Methods: The study included 120 adult patients with newly detected severe hypercholesterolemia (total cholesterol ≥7.5 mmol/L and low-density lipoprotein cholesterol ≥ 4.9 mmol/L). Asymmetric dimethylarginine levels were determined by enzyme-linked immunosorbent assay, total homocystein by the high performance liquid chromatography method.
Results: A statistically significant decrease exists in total cholesterol, triglycerides, low-density lipoprotein cholesterol and apolipoprotein-B levels as well as apolipoprotein-B/apolipoprotein-A1 index following one month of 40 mg simvastatin therapy (P < 0.001). Asymmetric dimethylarginine and total homocystein levels were also decreased but the difference was not significant (p = 0.571; p = 0.569). A dose–dependent effect was established comparing the influence of moderate (40 mg) to high (80 mg) simvastatin doses on the tested atherogenic biomarkers (lipid profile, apolipoprotein-A1, apolipoprotein-B). Asymmetric dimethylarginine and total homocystein levels showed a statistically significant decrease with 80 mg simvastatin (p < 0.001; p = 0.038). In the group of 40 patients, who had reached LDL-cholesterol target levels on 80 mg simvastatin, a reduction in ADMA levels dem- onstrated a statistically significant correlation with the reduction of LDL-cholesterol (rxy = 0.355; p < 0.01) and of Apo-B (rxy = 0.508; p < 0.001). The backward selection process selected percent ApoB-change as the most important statistically significant factor related to percent ADMA-change (F = 21.127; p = 0.001; R2 = 0.265).
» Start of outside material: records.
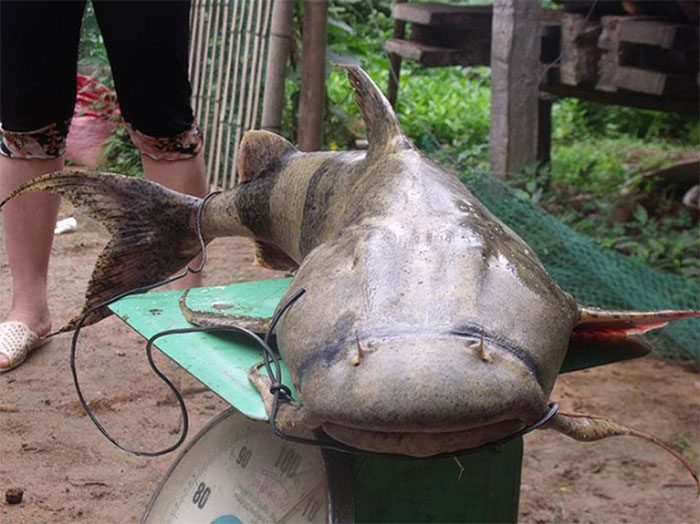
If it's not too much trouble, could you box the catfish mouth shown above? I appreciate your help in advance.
[301,326,547,457]
[322,419,526,457]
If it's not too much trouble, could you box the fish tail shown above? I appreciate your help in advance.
[0,170,202,332]
[544,412,700,495]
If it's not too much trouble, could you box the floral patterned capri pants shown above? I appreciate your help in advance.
[0,0,202,160]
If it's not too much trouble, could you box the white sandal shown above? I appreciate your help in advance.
[0,320,49,373]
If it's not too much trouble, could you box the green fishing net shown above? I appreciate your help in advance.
[466,176,700,365]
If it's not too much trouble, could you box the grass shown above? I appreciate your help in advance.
[74,0,700,279]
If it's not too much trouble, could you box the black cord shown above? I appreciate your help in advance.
[70,191,221,457]
[70,186,559,458]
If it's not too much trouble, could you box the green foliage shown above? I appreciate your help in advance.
[316,1,700,278]
[74,0,700,278]
[78,3,142,177]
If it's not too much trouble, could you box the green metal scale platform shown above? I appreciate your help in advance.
[111,279,641,524]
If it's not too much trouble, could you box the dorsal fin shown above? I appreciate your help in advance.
[341,66,413,157]
[236,130,296,182]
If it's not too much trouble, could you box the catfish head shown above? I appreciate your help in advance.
[5,67,700,492]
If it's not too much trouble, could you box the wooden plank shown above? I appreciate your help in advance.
[596,16,621,93]
[489,0,540,178]
[618,16,682,49]
[384,38,491,67]
[559,13,601,85]
[615,66,698,95]
[298,0,328,151]
[540,82,699,115]
[391,2,491,28]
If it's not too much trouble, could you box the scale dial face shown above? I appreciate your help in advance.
[141,408,329,524]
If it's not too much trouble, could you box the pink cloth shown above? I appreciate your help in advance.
[66,75,120,168]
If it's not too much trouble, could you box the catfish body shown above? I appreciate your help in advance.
[216,135,577,451]
[5,67,700,470]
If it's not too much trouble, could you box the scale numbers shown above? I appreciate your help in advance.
[141,409,328,524]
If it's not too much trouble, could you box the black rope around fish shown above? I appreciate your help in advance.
[70,192,559,458]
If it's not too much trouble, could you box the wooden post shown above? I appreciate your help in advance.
[489,0,541,178]
[386,0,406,108]
[261,0,294,133]
[298,0,328,151]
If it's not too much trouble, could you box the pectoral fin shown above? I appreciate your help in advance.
[543,412,700,494]
[179,290,272,333]
[574,307,700,336]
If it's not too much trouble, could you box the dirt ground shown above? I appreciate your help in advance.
[0,207,700,524]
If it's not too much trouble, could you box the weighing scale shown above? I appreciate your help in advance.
[110,279,642,524]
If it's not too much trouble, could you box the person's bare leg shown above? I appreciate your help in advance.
[0,156,63,368]
[141,153,209,289]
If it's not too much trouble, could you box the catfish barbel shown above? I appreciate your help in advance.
[2,67,700,488]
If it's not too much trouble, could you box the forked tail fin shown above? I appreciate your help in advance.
[542,412,700,495]
[0,170,201,331]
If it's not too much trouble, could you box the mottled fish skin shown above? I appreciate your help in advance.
[197,70,577,440]
[6,67,700,462]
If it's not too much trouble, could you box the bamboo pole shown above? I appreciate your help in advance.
[216,0,239,187]
[299,0,328,151]
[223,0,247,187]
[250,0,272,129]
[202,1,222,160]
[207,1,230,185]
[232,2,254,184]
[261,0,294,133]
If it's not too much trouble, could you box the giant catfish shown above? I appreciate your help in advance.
[2,67,700,484]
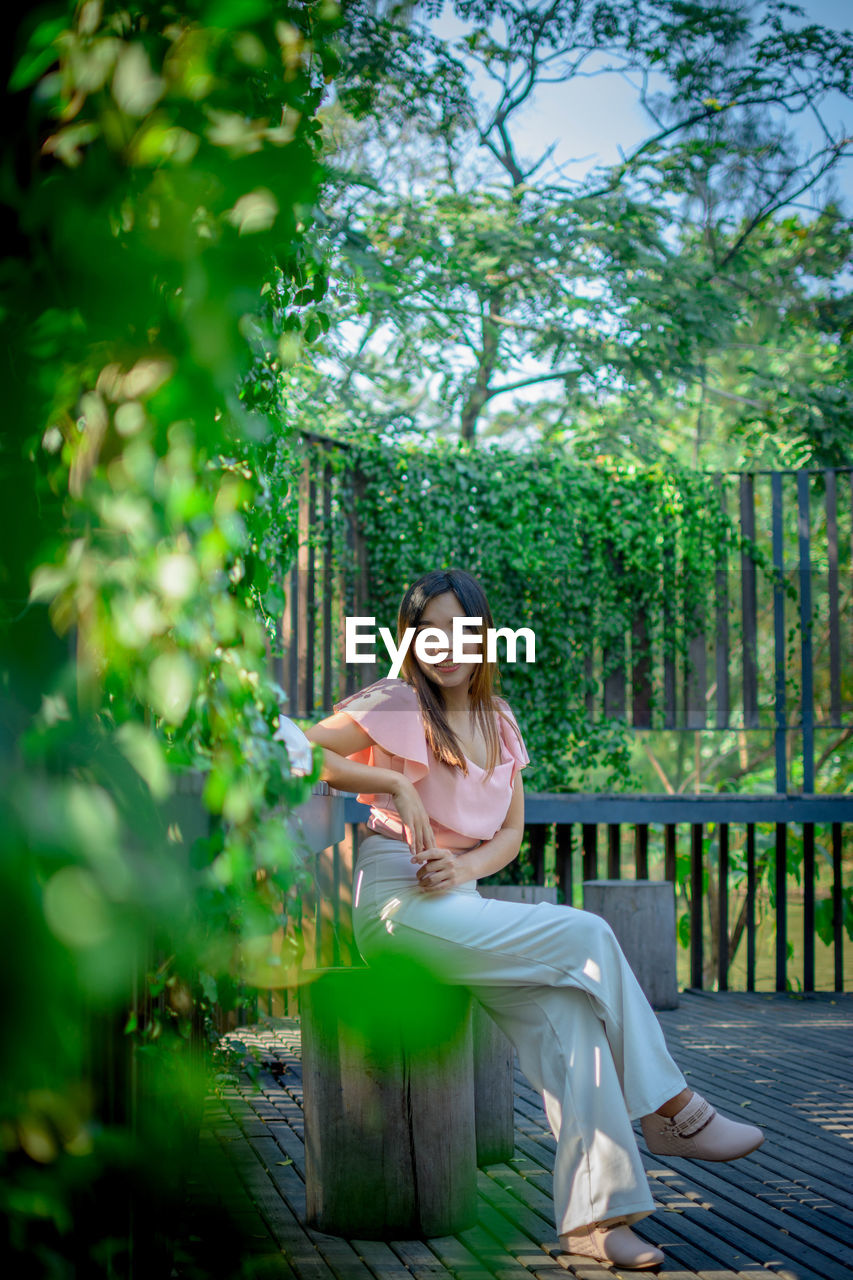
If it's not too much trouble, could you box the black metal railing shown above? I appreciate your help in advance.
[333,795,853,992]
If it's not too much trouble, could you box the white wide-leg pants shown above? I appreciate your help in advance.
[353,835,685,1234]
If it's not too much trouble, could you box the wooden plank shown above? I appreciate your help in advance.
[770,471,788,795]
[824,467,841,728]
[690,822,703,989]
[713,475,730,728]
[740,475,758,728]
[797,471,815,792]
[202,993,853,1280]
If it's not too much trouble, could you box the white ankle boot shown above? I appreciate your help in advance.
[557,1219,663,1271]
[640,1093,765,1160]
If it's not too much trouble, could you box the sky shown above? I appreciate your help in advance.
[432,0,853,214]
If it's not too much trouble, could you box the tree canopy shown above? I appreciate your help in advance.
[294,0,853,466]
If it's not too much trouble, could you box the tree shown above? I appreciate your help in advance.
[300,0,853,461]
[0,0,337,1277]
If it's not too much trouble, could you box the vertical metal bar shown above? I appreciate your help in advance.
[584,650,596,724]
[690,822,703,991]
[824,470,841,728]
[287,564,300,716]
[556,822,573,906]
[332,844,341,965]
[833,822,844,991]
[775,822,788,991]
[530,823,548,884]
[797,471,815,792]
[603,636,626,719]
[581,822,598,879]
[321,462,334,716]
[770,471,788,795]
[747,822,756,991]
[302,467,316,717]
[713,475,729,728]
[717,822,729,991]
[607,822,622,879]
[663,515,678,728]
[663,822,678,884]
[631,609,652,728]
[740,475,758,728]
[634,822,648,879]
[803,822,815,991]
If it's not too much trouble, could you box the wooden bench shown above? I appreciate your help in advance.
[294,788,525,1238]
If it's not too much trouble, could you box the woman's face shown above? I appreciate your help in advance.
[411,591,483,689]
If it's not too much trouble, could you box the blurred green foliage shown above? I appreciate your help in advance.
[0,0,339,1264]
[341,438,737,791]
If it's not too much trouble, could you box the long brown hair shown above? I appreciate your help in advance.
[397,568,514,776]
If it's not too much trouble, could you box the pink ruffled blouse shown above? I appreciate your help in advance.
[334,677,530,849]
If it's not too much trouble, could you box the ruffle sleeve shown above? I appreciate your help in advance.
[496,698,530,786]
[334,676,429,782]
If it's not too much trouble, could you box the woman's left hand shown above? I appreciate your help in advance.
[412,847,466,893]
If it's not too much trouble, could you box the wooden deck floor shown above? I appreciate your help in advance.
[173,993,853,1280]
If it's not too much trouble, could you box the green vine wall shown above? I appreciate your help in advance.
[341,443,740,791]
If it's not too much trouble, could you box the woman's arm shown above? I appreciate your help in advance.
[305,712,435,854]
[418,773,524,892]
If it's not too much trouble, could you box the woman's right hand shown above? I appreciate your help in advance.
[392,774,435,858]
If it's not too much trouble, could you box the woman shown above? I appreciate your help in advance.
[307,570,763,1268]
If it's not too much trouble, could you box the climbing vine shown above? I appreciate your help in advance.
[341,443,740,791]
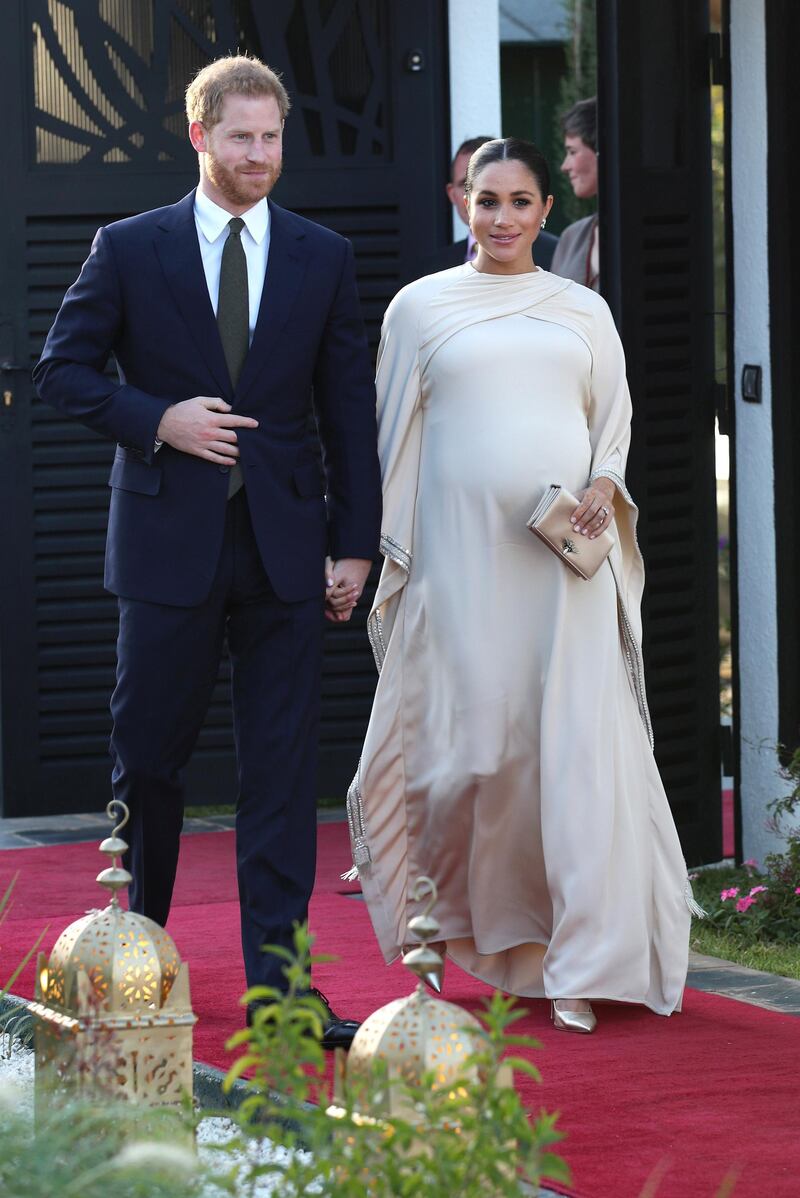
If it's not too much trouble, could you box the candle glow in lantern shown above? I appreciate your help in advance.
[327,877,513,1126]
[30,800,196,1106]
Conclusions: Optimizing the target values of low-density lipoprotein cholesterol to the moderate dose (40 mg) of simvastatin has no effect on asymmetric dimethylarginine and total homocysteine in contrast to high dose (80 mg) after targeted LDL of ≤ 2.6 mmol/L levels are reached in patients with newly detected severe hypercholesterolemia.